You’ve likely experienced the difference yourself when comparing how short lived your energy feels after having a muffin for breakfast let’s say, as opposed to the long lasting fuel of a vegetable omelet. Or how an apple with almond butter can carry you through the afternoon whereas a candy bar leaves you drained and craving.
Healthy food feels awesome not only in the moment you put fork to mouth but also for hours afterwards. Cookies? They feel good for the 3 seconds they’re in your mouth and then punish you with hours of sluggishness, guilt, bloating and gas. Not worth it…. Most of the time anyway.
Eating a whole foods diet is the very best first step you can take on your road to a healthy lifestyle. Once you’ve mastered that, keep going because the next best step you can take in your own self-care is preparing your own food.
Even if you make wise and healthy choices when ordering in or grabbing take-away, you are still eating fast-food, prepared by someone who may be overworked and underpaid and not at all concerned with your wellbeing. You’ll also consume more fats and sodium in these foods than you’d use at home. Additionally, you’re likely paying three times more than necessary.
One way to begin taking charge of your menu is to prepare one dish a week that you can freeze for quick meals. Soups are especially great because they are simple, satisfying and filling. I make a pot or two of soup every week so I have options available, which keeps my menu interesting. There are a bunch of recipes in the archives you can check out like Turkey Minestrone, Carrot-Tarragon or Mushroom soup.
Additionally, you can begin making some of your own snacks. Rather than buying humus, make your own. Same with guacamole.

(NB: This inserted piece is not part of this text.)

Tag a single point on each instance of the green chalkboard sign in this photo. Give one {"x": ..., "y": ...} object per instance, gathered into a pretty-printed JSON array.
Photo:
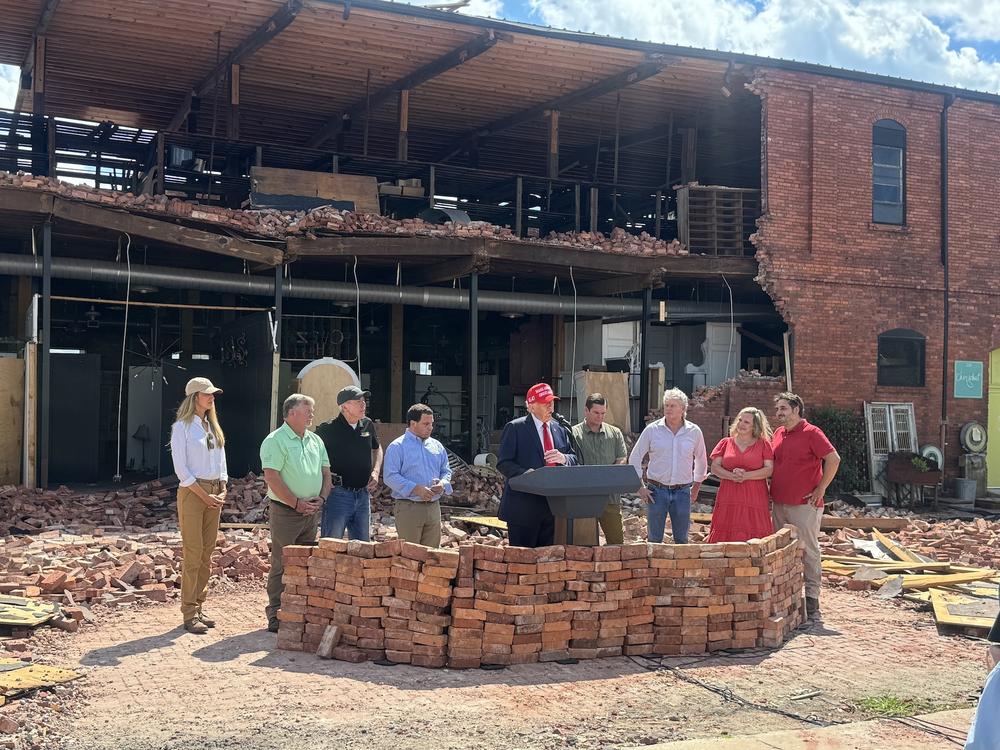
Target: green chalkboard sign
[{"x": 968, "y": 379}]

Serve with carrots or radishes for a healthy balanced snack. Olive Loaf bread dipped in olive oil makes a satisfying treat too.
Another idea is making your own toasted nuts.
When you buy roasted nuts in the grocery, there’s no way of telling when they were manufactured or how long they’ve been sitting on the supermarket shelf. If it’s been a while, the oils become rancid which in turn can create free-radical damage in your body. Plus, the salt used in commercially roasted nuts is usually refined and liberally used, giving you a shot of sodium with those rancid oils.
Instead, make your own flavored nuts. It’s easy and they’re far more delicious than commercial brands. You can jazz them up by using different spices, many of which have great health benefits.
Here’s a recipe I made yesterday morning. It took all of 10 minutes and tasted so much nicer than the store bought spiced cashews I’ve had in the past. I used Turmeric, known for it’s anti-inflammatory, cancer fighting and immune boosting benefits, cayenne, for some heat on a cold winter’s day, and garam masala, for an extra kick. You can make this recipe with any nut or seed, although cashews are a nice source of Tryptophan, so if the winter’s got you down, they would be a nice one to choose to enhance your mood. I hope you enjoy them!
So I have a question for you… what percentage of your meals are homemade vs. store bought? If you cook a lot at home, how do you organize it for efficiency, time and cost effectiveness? And what’s your favorite thing to make at home? I’d love to hear in the comments below.
Wishing you a warm and happy week!
- 1 cup raw cashews, soaked in water for about an hour. Drain and dry thoroughly. Place in a bowl
- 2 teaspoons toasted sesame oil
- 1 teaspoon olive oil
- ¼ teaspoon Himalayan salt
- ¼ teaspoon turmeric powder
- ¼ teaspoon garam masala
- ¼ teaspoon cayenne pepper
- Pre-heat oven to 350’F
- Place the sesame and olive oil in a container that has a lid. Add the spices and salt and cover tightly. Shake jar until ingredients are well blended.
- Pour oil and spice blend over cashews and toss to coat completely.
- Spread spiced cashews on baking tray and place in oven. Bake for 15-20 minutes until toasted brown, tossing after 7 to 10 minutes. Remove from oven, sprinkle with a tiny bit of Himalayan salt and allow to cool before serving.
- You can store them in a mason jar in the fridge once they are completely cooled.